Before the pandemic, the romance category would experience seasonal lows in January, but K-lytics—which analyzes the self-publishing market at Amazon—has observed a new pattern: one of continued growth. Seasonal lows have become negligible.

Were my 2024 predictions accurate?
Here’s what I discussed a year ago.

  •  Lawsuits against AI will face challenges; look for increased licensing deals. Absolutely correct on both counts. Not a whole lot of progress has been made on the lawsuits, but judges have thrown out numerous complaints by plaintiffs. The narrow complaints focused on copyright infringement are still in play, of course. Keep an eye on the lawsuits brought separately by the Authors Guild (focused on fiction) and the New York Times.

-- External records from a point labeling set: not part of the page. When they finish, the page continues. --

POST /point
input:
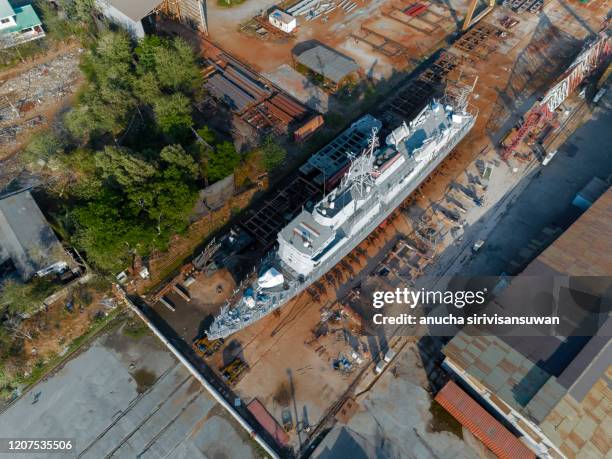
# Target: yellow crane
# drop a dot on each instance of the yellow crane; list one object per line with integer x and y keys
{"x": 469, "y": 22}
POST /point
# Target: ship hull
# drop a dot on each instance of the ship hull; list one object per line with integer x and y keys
{"x": 281, "y": 298}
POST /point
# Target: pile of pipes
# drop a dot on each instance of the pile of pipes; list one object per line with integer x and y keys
{"x": 347, "y": 6}
{"x": 312, "y": 9}
{"x": 520, "y": 6}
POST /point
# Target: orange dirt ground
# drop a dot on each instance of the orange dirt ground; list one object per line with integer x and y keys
{"x": 274, "y": 347}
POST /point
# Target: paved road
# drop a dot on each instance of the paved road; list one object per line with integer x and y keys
{"x": 126, "y": 398}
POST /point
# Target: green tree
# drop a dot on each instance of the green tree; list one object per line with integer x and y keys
{"x": 273, "y": 154}
{"x": 173, "y": 115}
{"x": 146, "y": 88}
{"x": 120, "y": 164}
{"x": 167, "y": 200}
{"x": 176, "y": 155}
{"x": 176, "y": 67}
{"x": 221, "y": 162}
{"x": 107, "y": 235}
{"x": 145, "y": 52}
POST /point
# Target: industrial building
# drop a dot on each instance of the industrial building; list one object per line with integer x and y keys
{"x": 554, "y": 392}
{"x": 26, "y": 239}
{"x": 282, "y": 21}
{"x": 137, "y": 15}
{"x": 18, "y": 24}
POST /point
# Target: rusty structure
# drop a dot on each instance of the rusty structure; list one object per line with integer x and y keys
{"x": 252, "y": 98}
{"x": 593, "y": 54}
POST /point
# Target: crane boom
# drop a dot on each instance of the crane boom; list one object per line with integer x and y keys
{"x": 469, "y": 22}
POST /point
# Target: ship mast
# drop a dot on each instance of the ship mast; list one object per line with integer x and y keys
{"x": 360, "y": 176}
{"x": 457, "y": 94}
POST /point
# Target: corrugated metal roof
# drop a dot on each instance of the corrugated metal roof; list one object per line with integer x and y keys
{"x": 266, "y": 420}
{"x": 6, "y": 10}
{"x": 26, "y": 236}
{"x": 134, "y": 9}
{"x": 327, "y": 62}
{"x": 484, "y": 426}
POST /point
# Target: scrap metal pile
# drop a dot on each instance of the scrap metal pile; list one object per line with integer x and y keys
{"x": 252, "y": 98}
{"x": 38, "y": 87}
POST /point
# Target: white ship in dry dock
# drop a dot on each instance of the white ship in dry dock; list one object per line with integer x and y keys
{"x": 376, "y": 183}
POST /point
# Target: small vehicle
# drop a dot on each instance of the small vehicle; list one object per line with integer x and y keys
{"x": 477, "y": 245}
{"x": 599, "y": 95}
{"x": 234, "y": 371}
{"x": 206, "y": 348}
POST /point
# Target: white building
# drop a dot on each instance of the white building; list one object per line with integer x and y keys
{"x": 282, "y": 21}
{"x": 18, "y": 25}
{"x": 129, "y": 14}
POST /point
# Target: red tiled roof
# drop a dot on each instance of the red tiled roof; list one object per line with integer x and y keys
{"x": 266, "y": 420}
{"x": 484, "y": 426}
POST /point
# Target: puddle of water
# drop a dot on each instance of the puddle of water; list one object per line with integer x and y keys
{"x": 144, "y": 379}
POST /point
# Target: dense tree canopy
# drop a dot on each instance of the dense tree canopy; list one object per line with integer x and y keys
{"x": 128, "y": 165}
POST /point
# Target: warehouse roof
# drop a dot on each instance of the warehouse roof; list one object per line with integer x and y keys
{"x": 484, "y": 426}
{"x": 134, "y": 9}
{"x": 25, "y": 235}
{"x": 6, "y": 9}
{"x": 559, "y": 383}
{"x": 327, "y": 62}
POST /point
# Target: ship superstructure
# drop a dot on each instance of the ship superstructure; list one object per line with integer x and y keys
{"x": 376, "y": 182}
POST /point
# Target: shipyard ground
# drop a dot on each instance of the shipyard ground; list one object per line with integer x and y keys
{"x": 126, "y": 396}
{"x": 280, "y": 350}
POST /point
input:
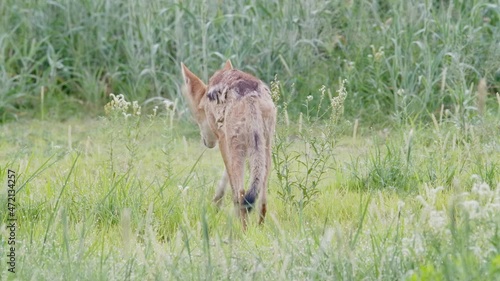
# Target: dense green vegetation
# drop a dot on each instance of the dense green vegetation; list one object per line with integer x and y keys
{"x": 403, "y": 59}
{"x": 399, "y": 181}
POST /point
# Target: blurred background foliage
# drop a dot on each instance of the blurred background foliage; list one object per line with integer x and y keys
{"x": 403, "y": 60}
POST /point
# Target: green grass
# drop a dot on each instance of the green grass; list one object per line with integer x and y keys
{"x": 404, "y": 59}
{"x": 131, "y": 199}
{"x": 400, "y": 181}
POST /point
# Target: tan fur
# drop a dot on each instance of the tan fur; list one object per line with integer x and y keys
{"x": 235, "y": 109}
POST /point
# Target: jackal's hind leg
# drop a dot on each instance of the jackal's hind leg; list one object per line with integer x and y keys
{"x": 221, "y": 189}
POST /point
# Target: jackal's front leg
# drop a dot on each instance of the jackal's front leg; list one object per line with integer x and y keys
{"x": 221, "y": 189}
{"x": 234, "y": 159}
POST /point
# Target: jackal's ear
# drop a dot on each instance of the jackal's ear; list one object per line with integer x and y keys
{"x": 194, "y": 88}
{"x": 228, "y": 65}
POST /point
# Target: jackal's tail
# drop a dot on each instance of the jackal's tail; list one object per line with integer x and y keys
{"x": 257, "y": 161}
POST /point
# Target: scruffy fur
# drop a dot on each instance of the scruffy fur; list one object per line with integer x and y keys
{"x": 236, "y": 111}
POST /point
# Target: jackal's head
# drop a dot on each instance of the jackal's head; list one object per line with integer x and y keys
{"x": 196, "y": 92}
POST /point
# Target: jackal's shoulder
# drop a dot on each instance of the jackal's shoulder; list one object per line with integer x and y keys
{"x": 234, "y": 81}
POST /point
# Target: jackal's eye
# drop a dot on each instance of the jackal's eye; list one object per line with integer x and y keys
{"x": 212, "y": 95}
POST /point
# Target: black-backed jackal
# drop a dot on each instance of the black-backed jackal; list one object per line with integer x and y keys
{"x": 236, "y": 110}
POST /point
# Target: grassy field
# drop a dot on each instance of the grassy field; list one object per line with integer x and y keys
{"x": 130, "y": 198}
{"x": 386, "y": 161}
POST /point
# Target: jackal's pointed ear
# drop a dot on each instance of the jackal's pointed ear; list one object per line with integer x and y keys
{"x": 228, "y": 65}
{"x": 194, "y": 89}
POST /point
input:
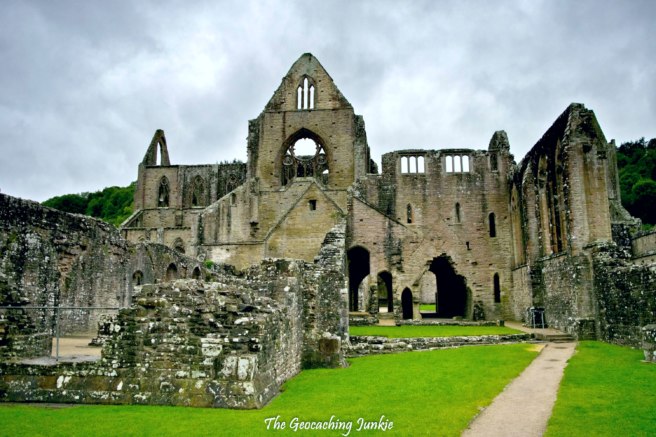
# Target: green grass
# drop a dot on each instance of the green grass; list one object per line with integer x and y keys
{"x": 410, "y": 331}
{"x": 606, "y": 391}
{"x": 432, "y": 393}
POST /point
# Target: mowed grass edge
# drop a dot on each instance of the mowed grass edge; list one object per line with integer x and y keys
{"x": 606, "y": 391}
{"x": 422, "y": 393}
{"x": 410, "y": 331}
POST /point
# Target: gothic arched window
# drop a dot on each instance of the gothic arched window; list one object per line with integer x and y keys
{"x": 197, "y": 192}
{"x": 304, "y": 158}
{"x": 163, "y": 193}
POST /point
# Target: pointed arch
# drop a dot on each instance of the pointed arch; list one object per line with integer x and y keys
{"x": 492, "y": 225}
{"x": 452, "y": 296}
{"x": 406, "y": 304}
{"x": 496, "y": 286}
{"x": 358, "y": 268}
{"x": 300, "y": 160}
{"x": 385, "y": 293}
{"x": 163, "y": 193}
{"x": 171, "y": 272}
{"x": 305, "y": 94}
{"x": 198, "y": 192}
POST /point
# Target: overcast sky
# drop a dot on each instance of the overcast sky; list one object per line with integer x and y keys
{"x": 85, "y": 84}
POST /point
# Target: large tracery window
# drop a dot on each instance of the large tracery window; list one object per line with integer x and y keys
{"x": 197, "y": 192}
{"x": 305, "y": 158}
{"x": 305, "y": 95}
{"x": 163, "y": 193}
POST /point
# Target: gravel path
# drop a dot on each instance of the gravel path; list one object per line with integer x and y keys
{"x": 524, "y": 407}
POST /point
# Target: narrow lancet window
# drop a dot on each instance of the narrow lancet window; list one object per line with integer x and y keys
{"x": 163, "y": 193}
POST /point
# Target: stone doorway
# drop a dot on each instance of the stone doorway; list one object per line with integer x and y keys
{"x": 452, "y": 298}
{"x": 385, "y": 296}
{"x": 406, "y": 304}
{"x": 358, "y": 268}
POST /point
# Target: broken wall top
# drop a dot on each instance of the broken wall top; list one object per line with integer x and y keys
{"x": 327, "y": 95}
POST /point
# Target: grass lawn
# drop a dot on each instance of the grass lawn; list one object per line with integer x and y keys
{"x": 432, "y": 393}
{"x": 409, "y": 331}
{"x": 606, "y": 391}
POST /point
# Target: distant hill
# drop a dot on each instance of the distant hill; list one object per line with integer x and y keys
{"x": 636, "y": 162}
{"x": 112, "y": 204}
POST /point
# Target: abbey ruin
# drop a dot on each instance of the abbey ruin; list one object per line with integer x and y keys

  •  Growth of self-publishing authors who use traditional partners (and vice versa). Yes, it’s one of this year’s notable points of review.
  •  The antitrust suit against Amazon: I didn’t predict a particular outcome, only listed it as important to follow, noting the case could be abandoned if a new US administration is elected. That seems quite likely.
  •  Spotify’s streaming audiobook service will be a nothingburger. Incredibly wrong about this in the first year. And maybe forever wrong.